The unspoken question in that entry is this–If I think I'm going to succeed as an actor because I really want it, and I'm ambivalent about pretty much everything else I want, how am I going to have anything else in my life other than acting?
Well, I guess first off, I should not overstate things–I'm not "ambivalent" about everything else I want in life; I don't see any problem with having friends, for example, or having things I like around me, or having the freedom to do the things I want to do (ex. travelling, seeing movies and plays, etc).
(Though the "friends" thing is seeming like a pretty tall order at this point. For a very long time now, it's seemed apparent that I need friends way more than anyone seems to need my friendship.)
Obviously, in terms of "the big stuff"–A relationship, kids, etc–if I really feel the desire for that in my life, I need to give myself more positive messages than "I'm not up to the challenge" or "I'm not good at ‘caring for things'".
I didn't think I was "up to the challenge" of what I'm doing right now, which is why I held off doing it for 20 years. And yet, here I am, over three-and-a-half years down the road....doing it.
I'm already tired of hearing myself talk about this...Let's just say that I want to pull back from saying "I can't have this" or "I couldn't handle that" to something more along the lines of "Anything's possible", concerning the things I think would make life more enjoyable and/or meaningful.
Just got back from getting groceries (A lot of groceries, since I was down to two apples and an ancient box of spaghetti in the "pantry").
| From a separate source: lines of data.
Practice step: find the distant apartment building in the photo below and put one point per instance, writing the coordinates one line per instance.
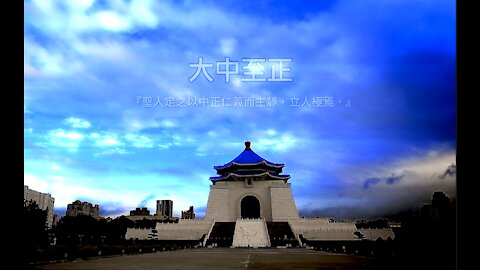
(164, 208)
(45, 201)
(189, 214)
(83, 208)
(140, 212)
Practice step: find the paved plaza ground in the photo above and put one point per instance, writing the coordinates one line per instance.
(223, 258)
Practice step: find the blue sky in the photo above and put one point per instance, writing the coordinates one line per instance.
(90, 68)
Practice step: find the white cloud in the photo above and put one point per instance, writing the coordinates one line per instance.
(77, 122)
(67, 139)
(54, 167)
(268, 140)
(227, 46)
(139, 141)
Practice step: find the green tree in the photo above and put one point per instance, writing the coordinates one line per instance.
(35, 228)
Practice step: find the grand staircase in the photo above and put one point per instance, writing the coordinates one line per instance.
(281, 234)
(221, 235)
(251, 233)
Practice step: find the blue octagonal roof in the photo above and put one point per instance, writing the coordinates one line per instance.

When I didn't get a call from JS on Wednesday, I thought this might be the week where my audition "hot streak" was broken (I've had at least one audition a week since 9/30. Except for last week, when I had the Jack-In-The-Box shoot). ‘
Speaking of union vs. non-union gigs, that's something I've been thinking about a lot since I booked Jack-In-The-Box: It may be two weeks, two months, two years, or longer, but at some point, I'll have to go down to the SAG office on Wilshire and sign up with the union. And when I do, I'll have to make a decision whether to go "financial core" or not.
What "finanical core" means is that you basically are declaring that you can't make a living just working union gigs, and are asking for the right to work both union and non-union (Apparently, it's a status the union legally has to offer, but they do it grudgingly). You still pay into the union (I believe at a slightly reduced rate), and still get all the union benefits (At least when you're working a union shoot), but can also do non-union gigs. But the downside is that you don't get to vote in union elections (A lot of actors dismiss not getting to vote in union elections as "no big deal". But if I'm paying to be in the union, I want a say in how things go).
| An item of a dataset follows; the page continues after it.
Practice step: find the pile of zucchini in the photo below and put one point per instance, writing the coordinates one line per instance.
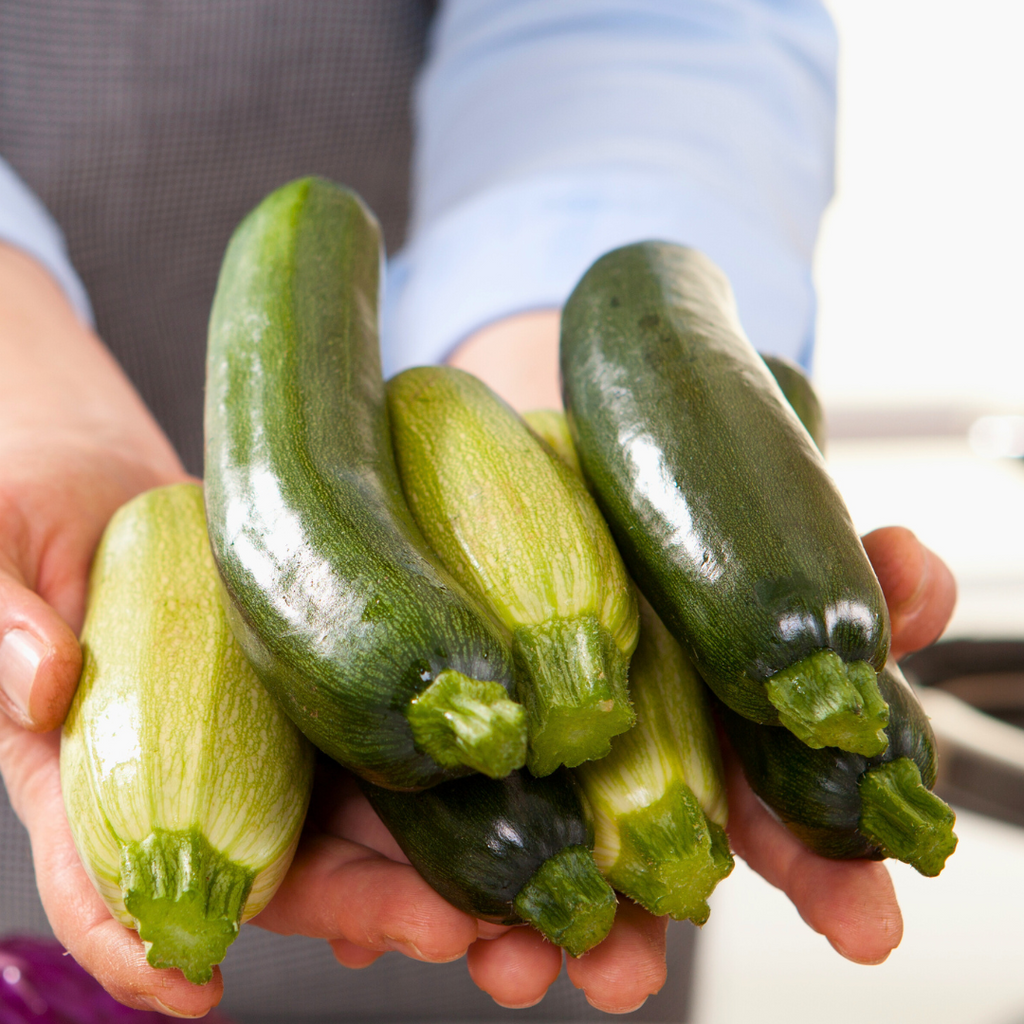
(427, 586)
The upside to "finanical core" status is obvious–If you can audition for union and non-union stuff, you have a lot more opportunity to work than if you're just doing union stuff. And working is experience, and money, and connections, and so on and so forth.
But "financial core" also hurts the union that, theoretically, is on your side: Why are big companies going to go with a SAG production, if they can get the same level of talent for less? If I'll work for $50 and a cheese sandwich, why would they want to pay me residuals and overtime and all that?
I've thought a lot about it, and I think what I'll probably do, when the time comes, is just sign up for full-status with the union. It seems like "the right thing to do". And more to the point, I actively want to be in the union. I want to make a living wage, I want the benefits, etc.
And I think better to go "full-status" now, then change to "financial core" if it seems really necessary, than to go in just assuming I won't be able to make a living without those "$50 and a cheese sandwich" gigs.
Anyway...well, I'd like to write more, but I'm feeling the need for some more sack-time before heading to my audition, then to work.